There were three people in my teacher training class, but I was the only one who graduated. My Yogacharya demanded the best, and he was strict. This is how he showed his love to students. Yoga prepares us for challenges. Who knows what you will face in the future? It is better to be strong.
The relationship between a dedicated teacher and dedicated student is beautiful and pure. It is unlike any other relationship I have ever known.
Bharath Shetty today. Courtesy of http://indeayoga.com.
This is my certificate. I was the fifth graduate from the center. Initially, we practiced in a small, moldy tenement. Yogacharya slept on the floor and had a small cooker to make his food. I remember early mornings seeing him on his hands and knees sweeping up the paint and plaster that was constantly flaking off the walls and ceiling. Since then, his school and his reputation have expanded. The center currently has graduates from over 60 countries.

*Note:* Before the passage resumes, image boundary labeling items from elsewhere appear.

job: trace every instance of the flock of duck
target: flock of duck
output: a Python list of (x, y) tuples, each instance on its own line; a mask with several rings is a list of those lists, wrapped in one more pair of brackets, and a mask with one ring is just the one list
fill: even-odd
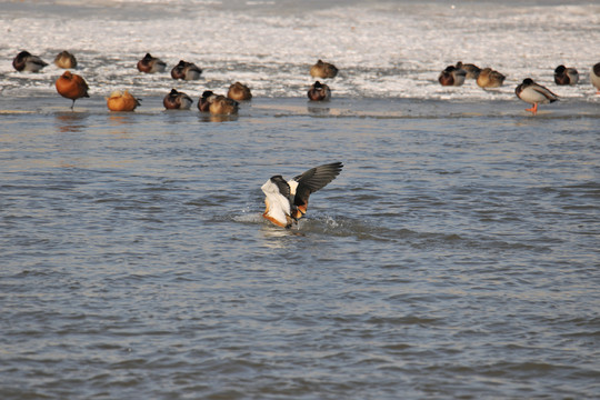
[[(68, 51), (59, 53), (54, 58), (54, 63), (63, 69), (77, 67), (74, 56)], [(48, 63), (38, 56), (21, 51), (13, 59), (12, 66), (18, 71), (37, 72)], [(138, 61), (137, 68), (143, 73), (164, 72), (167, 63), (147, 53)], [(183, 60), (179, 61), (171, 70), (171, 77), (176, 80), (196, 80), (200, 78), (201, 73), (202, 70), (198, 66)], [(310, 68), (310, 74), (312, 78), (318, 79), (334, 78), (338, 74), (338, 68), (319, 60)], [(466, 79), (474, 79), (479, 87), (489, 89), (501, 87), (506, 77), (491, 68), (480, 69), (474, 64), (460, 61), (456, 66), (447, 67), (438, 77), (440, 84), (454, 87), (462, 86)], [(600, 94), (600, 62), (592, 67), (590, 81), (597, 88), (597, 93)], [(554, 82), (559, 86), (577, 84), (579, 82), (579, 72), (574, 68), (559, 66), (554, 70)], [(86, 80), (71, 71), (64, 71), (56, 80), (56, 88), (60, 96), (73, 101), (71, 109), (74, 107), (76, 100), (89, 97), (89, 87)], [(526, 78), (517, 87), (516, 94), (519, 99), (532, 104), (527, 111), (531, 111), (533, 114), (538, 111), (538, 104), (558, 100), (557, 94), (548, 88), (536, 83), (531, 78)], [(317, 80), (308, 90), (307, 96), (311, 101), (324, 101), (331, 98), (331, 90), (326, 83)], [(234, 114), (238, 112), (239, 101), (250, 100), (251, 98), (250, 89), (240, 82), (236, 82), (230, 86), (227, 96), (214, 94), (210, 90), (204, 91), (198, 100), (198, 109), (211, 114)], [(188, 94), (176, 89), (172, 89), (163, 99), (166, 109), (189, 110), (192, 103), (193, 100)], [(111, 111), (133, 111), (140, 106), (140, 100), (136, 99), (127, 90), (124, 92), (113, 91), (107, 98), (107, 106)], [(311, 168), (288, 181), (279, 174), (271, 177), (261, 187), (266, 196), (266, 209), (262, 217), (282, 228), (290, 228), (298, 223), (298, 220), (307, 212), (309, 196), (336, 179), (342, 167), (341, 162), (322, 164)]]
[[(77, 68), (77, 59), (68, 51), (62, 51), (54, 58), (54, 64), (62, 69)], [(21, 51), (12, 60), (12, 67), (17, 71), (39, 72), (47, 67), (39, 56), (33, 56), (28, 51)], [(167, 63), (159, 58), (147, 53), (138, 61), (137, 68), (140, 72), (157, 73), (164, 72)], [(171, 77), (181, 80), (200, 79), (202, 70), (192, 62), (180, 60), (177, 66), (171, 69)], [(330, 63), (319, 60), (312, 66), (310, 73), (312, 77), (333, 78), (338, 73), (338, 69)], [(74, 102), (81, 98), (89, 98), (89, 86), (86, 80), (71, 71), (64, 71), (56, 82), (57, 91), (60, 96), (71, 99), (71, 109)], [(331, 90), (324, 83), (316, 81), (307, 92), (308, 98), (312, 101), (323, 101), (331, 98)], [(250, 88), (240, 82), (232, 83), (229, 87), (227, 96), (216, 94), (210, 90), (206, 90), (198, 100), (198, 109), (202, 112), (212, 114), (229, 116), (238, 113), (239, 102), (252, 99)], [(193, 100), (184, 92), (172, 89), (162, 100), (162, 103), (168, 110), (189, 110)], [(140, 99), (134, 98), (129, 91), (121, 92), (116, 90), (107, 98), (107, 107), (111, 111), (133, 111), (140, 106)]]
[[(73, 69), (77, 67), (77, 59), (70, 52), (62, 51), (54, 58), (54, 64), (63, 69)], [(38, 72), (48, 63), (38, 56), (21, 51), (14, 57), (12, 66), (17, 71)], [(137, 68), (144, 73), (164, 72), (167, 63), (147, 53), (138, 61)], [(328, 79), (334, 78), (338, 71), (336, 66), (319, 60), (310, 68), (310, 76), (318, 79)], [(202, 70), (198, 66), (183, 60), (180, 60), (171, 69), (171, 77), (176, 80), (200, 79), (201, 73)], [(472, 63), (459, 61), (456, 66), (448, 66), (438, 77), (441, 86), (453, 87), (462, 86), (467, 79), (474, 79), (482, 89), (491, 89), (503, 86), (506, 76), (491, 68), (481, 69)], [(558, 86), (577, 84), (579, 82), (579, 72), (576, 68), (559, 66), (554, 70), (554, 82)], [(600, 62), (592, 67), (590, 82), (596, 87), (597, 93), (600, 94)], [(76, 100), (89, 97), (89, 87), (86, 80), (70, 71), (66, 71), (57, 79), (56, 87), (60, 96), (73, 101), (71, 109), (74, 107)], [(559, 99), (558, 94), (534, 82), (531, 78), (523, 79), (516, 88), (516, 94), (519, 99), (532, 106), (527, 111), (531, 111), (533, 114), (538, 111), (538, 104), (551, 103)], [(327, 101), (331, 99), (331, 89), (328, 84), (317, 80), (308, 90), (307, 96), (311, 101)], [(251, 98), (250, 88), (236, 82), (229, 87), (227, 96), (216, 94), (210, 90), (204, 91), (198, 100), (198, 109), (212, 114), (236, 114), (238, 113), (239, 102)], [(188, 94), (176, 89), (172, 89), (163, 99), (163, 106), (169, 110), (189, 110), (192, 103), (193, 100)], [(138, 106), (140, 106), (140, 99), (134, 98), (127, 90), (123, 92), (116, 90), (107, 98), (107, 107), (111, 111), (133, 111)]]
[[(476, 79), (477, 84), (482, 89), (499, 88), (503, 84), (506, 77), (491, 68), (480, 69), (474, 64), (463, 64), (459, 61), (456, 66), (448, 66), (438, 77), (442, 86), (461, 86), (466, 79)], [(576, 68), (558, 66), (554, 69), (554, 83), (558, 86), (577, 84), (579, 72)], [(600, 94), (600, 62), (592, 67), (590, 71), (590, 82)], [(526, 109), (533, 114), (538, 112), (538, 104), (547, 104), (559, 99), (558, 94), (550, 89), (534, 82), (531, 78), (526, 78), (514, 89), (517, 97), (532, 107)]]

Yogacharya stressed being pure in what you do. Don’t be concerned with the beauty of your yogashala (studio) or number of students, but instead focus on quality of practice. “One good student,” he would say, “is better than having a hundred that are not dedicated.”
I was interviewed by Business Today (an Indian magazine) in 2005. That’s me next to my Yogacharya. It took me years to understand the depth of yoga practice. I am still learning.
There are many yoga training centers in Mysore, and I met students of all stripes. Some had just ended a bad relationship and wanted a fresh start. Others were trying to break bad habits or free themselves from the painful trammels of the past. A few wanted to explore higher states of consciousness. The path of yoga attracts sadhaka (seekers) from all over the world, some of whom, like me, couldn’t honestly articulate what had spurred them to delve into the practice.
I teach Classical Hatha yoga. This style of yoga involves robust postures and attention to every detail of an asana, coupled with deep breathing. A rigorous, regular practice helps still the mind and allows prana (life force) to flow unimpeded through the system.
My style also includes Mysore Self-study which constitutes a routine tailored for each student. Not only does this style establish concrete goals for the student, it also encourages a home practice. It is in home practice where the greatest discoveries will be made. Above is an example of a tailored practice for one of my students.
Progress is steady but incremental and safe. Many of my students had never studied yoga until they came to my class. I’m honored to introduce new people to Classical Hatha yoga.